Corrective Services is making preparations to use the powers “very quickly if, indeed, we have to” if the situation deteriorates, Mr Corcoran said.
Up to 1000 inmates could be eligible for release under the powers, but this would be cut down to around 200 once they were fully assessed by corrections, including for risk to the community.
In a system with 13,000 inmates, Mr Corcoran said the release of that number of prisoners would not significantly assist with controlling transmission.
“A couple of 100 is not going to make a huge difference, even though I know it is a very emotive issue,” he said.
He said he was very concerned about vulnerable inmates with underlying health conditions but said the public health measures being put in place, including widespread rapid antigen tests, would make prisons safe.
”If we can put a ring around the prison with these rapid antigen screening, it becomes a very safe environment,” he said.
Corrections Minister Anthony Roberts praised prison staff for their handling of the pandemic and said extensive preparation had enabled a “quick and efficient response to any breaches in the COVID-19 defence system”.
According to NSW Health data, there have been 100 COVID-19 cases identified in the prison system since August 12.
All inmates are tested when they arrive in custody and are managed in quarantine for 14 days before they are cleared to move into the general prison population. Positive cases or people with symptoms are kept isolated and receive treatment.
Inmates and corrections staff have been offered vaccines as batches became available, with 7000 doses of Pfizer secured in a bid to ramp up immunisation rates.

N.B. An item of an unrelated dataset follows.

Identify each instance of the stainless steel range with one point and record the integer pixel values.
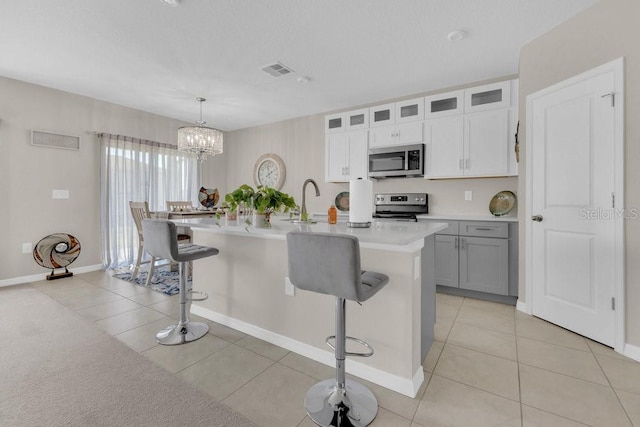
(401, 206)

“People were a bit reluctant to take the AstraZeneca there for a while. So, that really put a bit of a hole in our campaign to get people vaccinated,” Mr Corcoran said.

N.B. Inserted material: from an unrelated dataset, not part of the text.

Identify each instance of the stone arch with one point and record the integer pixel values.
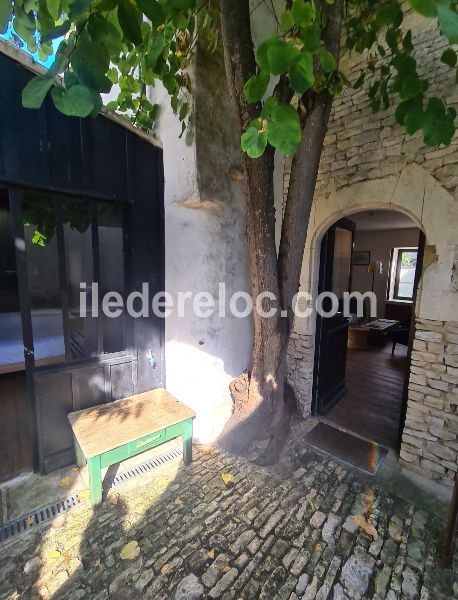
(434, 369)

One staff member at privately run Parklea has been infected and nine employees at Bathurst prison have been infected.
Corrective Services, Justice Health and MTC-Broadspectrum, which manages Parklea, have not provided comprehensive data on vaccination levels among inmates and staff.
Stewart Little, general secretary of the Public Service Association of NSW, said the union’s estimate was 50 per cent full vaccination and 75 per cent partial vaccination among prison staff.